The current logic is like this (abstracting the maintenance case):
Pressflow:
Drupal 7 (swapped the "if" branches for easier comparison):
It seems that since the point here is to build a *cache* and not a stable reference, if would make better sense not to try to build the cache if the lock can not be taken, and just proceed from there by querying the DB, just like normally happens on any case of cache unavailability. It could go like this:
That way, if the lock is not acquired, the cache is not initialized with the possibly invalid data concurrency-wise (as to the topic of the thread), and all page requests can still be served from the DB while the cache is being built, only incurring the extra cost of the db query (liable to be in the mysql cache quite often anyway), instead of waiting for the cache reconstruction, which can be long if the page holding the lock has some problem like being aborted of even just being slow because it happens perchance to be a heavy one.
Operations modifying the variables and clearing the variable cache for this, (vset/vdel) are not affected, be they immediate as in D7 or registered for shutdown as in PF.
(on a related note, not sure why D7 performs no check on recursion depth ?)
Comment #15
Anonymous (not verified) commentedi agree that this needs to be changed - the recursive lock call stuff that has creeped in to D7 is an anti-pattern we've got to stamp out. for reference, see #848044: image_style_generate() should use lock_wait() and #802446: Cache stampede protection: drupal_render() and page cache, where i'm trying to replace the recursion in favour of some number of attempts to get the lock, then deal with failure in whatever way makes sense in the context of the code trying to acquire the lock.
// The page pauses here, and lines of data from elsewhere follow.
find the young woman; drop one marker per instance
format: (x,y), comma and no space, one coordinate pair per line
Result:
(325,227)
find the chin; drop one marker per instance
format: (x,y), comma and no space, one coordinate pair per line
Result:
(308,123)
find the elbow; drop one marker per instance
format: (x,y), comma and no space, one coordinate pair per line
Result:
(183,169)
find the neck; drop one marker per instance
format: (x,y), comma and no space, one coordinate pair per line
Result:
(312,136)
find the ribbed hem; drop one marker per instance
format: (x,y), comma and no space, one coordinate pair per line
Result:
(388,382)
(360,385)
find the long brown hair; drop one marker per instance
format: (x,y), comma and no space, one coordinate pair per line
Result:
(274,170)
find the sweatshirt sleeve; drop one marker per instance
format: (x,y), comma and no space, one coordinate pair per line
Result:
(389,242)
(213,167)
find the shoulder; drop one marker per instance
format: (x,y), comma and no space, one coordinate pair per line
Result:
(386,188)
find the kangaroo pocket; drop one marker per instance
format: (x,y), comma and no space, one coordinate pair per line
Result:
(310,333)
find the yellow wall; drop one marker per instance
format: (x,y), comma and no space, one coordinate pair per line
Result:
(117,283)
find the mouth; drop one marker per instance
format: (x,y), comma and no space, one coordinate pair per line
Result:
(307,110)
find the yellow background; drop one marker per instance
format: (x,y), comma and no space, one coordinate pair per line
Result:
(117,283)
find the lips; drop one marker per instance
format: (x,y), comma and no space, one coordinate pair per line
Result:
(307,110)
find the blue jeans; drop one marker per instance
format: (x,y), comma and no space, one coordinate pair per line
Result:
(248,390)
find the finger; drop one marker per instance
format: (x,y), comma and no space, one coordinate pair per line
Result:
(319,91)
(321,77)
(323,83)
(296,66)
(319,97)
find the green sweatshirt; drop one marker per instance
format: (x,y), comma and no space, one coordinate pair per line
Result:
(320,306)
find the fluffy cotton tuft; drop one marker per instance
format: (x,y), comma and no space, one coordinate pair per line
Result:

i'd favour still trying to get the lock a couple of times in this case, with a much shorter lock period, then proceed to hit the database to rebuild the variables cache failure. there's very little point locking around the cache_set, as it doesn't protect us from the stampede (the cache_set is not the expensive part) and it doesn't help with the concurrency issues raised by the OP.
if we do a couple of quick lock attempts, in the worst case, we'll lose a few seconds, and have a stampede rebuilding the cache, but not as a big as hit as the current code, and in the normal case, we get to keep the stampede protection.
Comment #16
Anonymous (not verified) commentedi think this is now a dup of #973436: Overzealous locking in variable_initialize().
please reopen if i'm missing something.
Comment #17
fgmI fail to appreciate how an issue worked on since 2008 can be a duplicate of one opened in 11/2010, but nevermind.